Deputy Minister Stakes
- Class: Restricted Stakes
- Location: Woodbine Racetrack Toronto, Ontario, Canada
- Inaugurated: 1997
- Race type: Thoroughbred - Flat racing
- Website: www.woodbineentertainment.com

Race information
- Distance: Seven furlongs
- Surface: Polytrack
- Track: left-handed
- Qualification: Three-Year-Olds (Ontario Sire Stakes program)
- Weight: Allowances
- Purse: $96,000 + (2015)

= Deputy Minister Stakes =

The Deputy Minister Stakes is a Thoroughbred horse race run annually at Woodbine Racetrack in Toronto, Ontario, Canada. An Ontario Sire Stakes, it is a restricted race for three-year-old horses sired by a stallion standing in the province of Ontario during the year of their birth. Run in mid July, it is contested over a distance of seven furlongs on Polytrack (dirt from 1997-2006) and currently carries a purse of $96,000 + .

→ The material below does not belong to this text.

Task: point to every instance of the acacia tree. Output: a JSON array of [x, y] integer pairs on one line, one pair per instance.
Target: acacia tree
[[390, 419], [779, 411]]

Inaugurated in 1997, the race was named in honour of Canadian Horse Racing Hall of Fame inductee, Deputy Minister, a Canadian-bred colt who earned Canadian Sovereign and American Eclipse awards during his racing career and who became a very influential stallion. He was the Leading sire in North America in 1997 and 1998, and the Leading broodmare sire in North America in 2007.

For 2006 only, the race was contested over 7 1/2 furlongs.

==Records==
Speed record: (at current distance of seven furlongs)
- 1:21.80 - Matterofintegrity (1997)

Most wins by an owner:
- 2 - Margaret Squires (1999, 2004)

Most wins by a jockey:
- 3 - Emile Ramsammy (2000, 2001, 2002)
- 3 - Todd Kabel (2003, 2006, 2007)

Most wins by a trainer:
- 4 - Robert Tiller (2007, 2010, 2013, 2014)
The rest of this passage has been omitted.